Having the time in here has made me reflect on being a mother. Before this deterioration (I'm not quite sure how to refer to these past few weeks and I guess deterioration sounds about right) I was struggling. I had soldiered on through the radiation, and really it was a bit tough.
But I was finding being a mother tough. Charlotte's behaviour was - challenging. I know it is normal. She is asserting her independence. Trying new things, pushing boundaries. But it was wearing. Angus was also going through a tough time with wanting to be picked up. He had started squealing, chucking little tantrums (seriously anyone who thinks the terrible twos actually happen at two needs to come live at my house!). He would literally bang his head on the floor, then look at me for that reaction.
So my response was to put the TV on. Let them watch cartoons if they want. Of course I was still trying to do things with them. Charlotte was playing more games - "What's the time Mr Wolf" is a favourite at the moment, as is hide and go seek. Playdough is still fun but is draining as I have to run interference with Angus trying to eat it. Blocks are a favourite for Angus although he is so much happier playing by himself than Charlotte ever is/was.
And I felt guilty. I've needed a daily nap for months now and that guilt - especially relying on James, has eaten me up. The housework slipped. And all of this made me feel like I was the worst mother in the world. Simply because my children were watching TV, or because I wasn't engaging with them constantly. Truthfully I wasn't enjoying the days at all. This just ate me up inside. I still think it's a hangover from the IVF, but I wanted these kids so bad. Surely I should treasure every minute of every day and want to engage with them?

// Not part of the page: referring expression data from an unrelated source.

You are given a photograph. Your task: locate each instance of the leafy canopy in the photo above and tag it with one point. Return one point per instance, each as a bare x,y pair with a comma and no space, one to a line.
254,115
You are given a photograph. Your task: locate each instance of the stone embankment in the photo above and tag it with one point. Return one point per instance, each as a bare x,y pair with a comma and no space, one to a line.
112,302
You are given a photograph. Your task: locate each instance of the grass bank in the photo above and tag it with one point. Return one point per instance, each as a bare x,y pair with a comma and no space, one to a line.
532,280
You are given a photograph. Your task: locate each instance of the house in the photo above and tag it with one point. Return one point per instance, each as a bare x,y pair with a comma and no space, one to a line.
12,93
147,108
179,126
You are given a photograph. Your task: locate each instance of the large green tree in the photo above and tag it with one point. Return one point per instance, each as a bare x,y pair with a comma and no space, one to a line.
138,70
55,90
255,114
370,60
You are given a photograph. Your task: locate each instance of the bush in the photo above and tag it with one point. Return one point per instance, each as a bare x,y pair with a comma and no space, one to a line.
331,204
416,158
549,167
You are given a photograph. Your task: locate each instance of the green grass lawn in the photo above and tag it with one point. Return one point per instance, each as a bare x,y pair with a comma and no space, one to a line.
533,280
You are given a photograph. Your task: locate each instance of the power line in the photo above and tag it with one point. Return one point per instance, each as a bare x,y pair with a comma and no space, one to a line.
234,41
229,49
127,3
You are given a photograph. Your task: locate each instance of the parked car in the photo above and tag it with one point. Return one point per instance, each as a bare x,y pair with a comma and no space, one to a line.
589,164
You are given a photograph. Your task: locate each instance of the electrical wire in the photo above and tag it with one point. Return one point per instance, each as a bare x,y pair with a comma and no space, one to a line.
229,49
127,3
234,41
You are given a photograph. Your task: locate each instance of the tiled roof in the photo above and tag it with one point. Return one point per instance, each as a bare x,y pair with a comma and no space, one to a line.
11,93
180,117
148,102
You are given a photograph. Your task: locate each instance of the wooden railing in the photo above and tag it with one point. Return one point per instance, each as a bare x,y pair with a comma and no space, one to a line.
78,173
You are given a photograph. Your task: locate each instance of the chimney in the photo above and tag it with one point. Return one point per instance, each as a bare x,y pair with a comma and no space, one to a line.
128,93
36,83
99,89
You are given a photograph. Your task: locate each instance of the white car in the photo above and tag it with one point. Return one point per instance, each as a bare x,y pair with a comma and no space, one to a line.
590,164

Then I was admitted, and I have seen them for an hour at a time, every day or two (they havent' come in every day as it gets a bit much for them).
And they are doing fine. Angus' language has exploded. Charlotte's behaviour has improved dramatically and she is suddenly doing so much for herself. Whether these things would have happened with me being around I can't say; I am trying not to think that they have thrived without me being around, but I don't think that they have been irreparably harmed.
I know when I go home I can't run around with them. It will take time before I have the strength to even go for a walk to the park, let alone really just play. But I am going to go home with a new confidence in my mothering. Because it doesn't matter if they watch TV. As long as I am there with them to guide them, to teach the little things, to offer cuddles (Angus has gotten really cuddly now) that is what important. The little things that make up a day are what matters. Being a mum is frustrating, draining, sometimes (often) unrewarding. I want to try to find that one moment in each day that makes all of those hard parts worthwhile. And if that means watching playschool together, then that is what it will take.
I need to shake off this mother guilt. I know it isn't that easy, but there are so many other things I can feel guilty about (too much red wine maybe?). I know I'm not alone in this - so what is your irrational mothers guilt?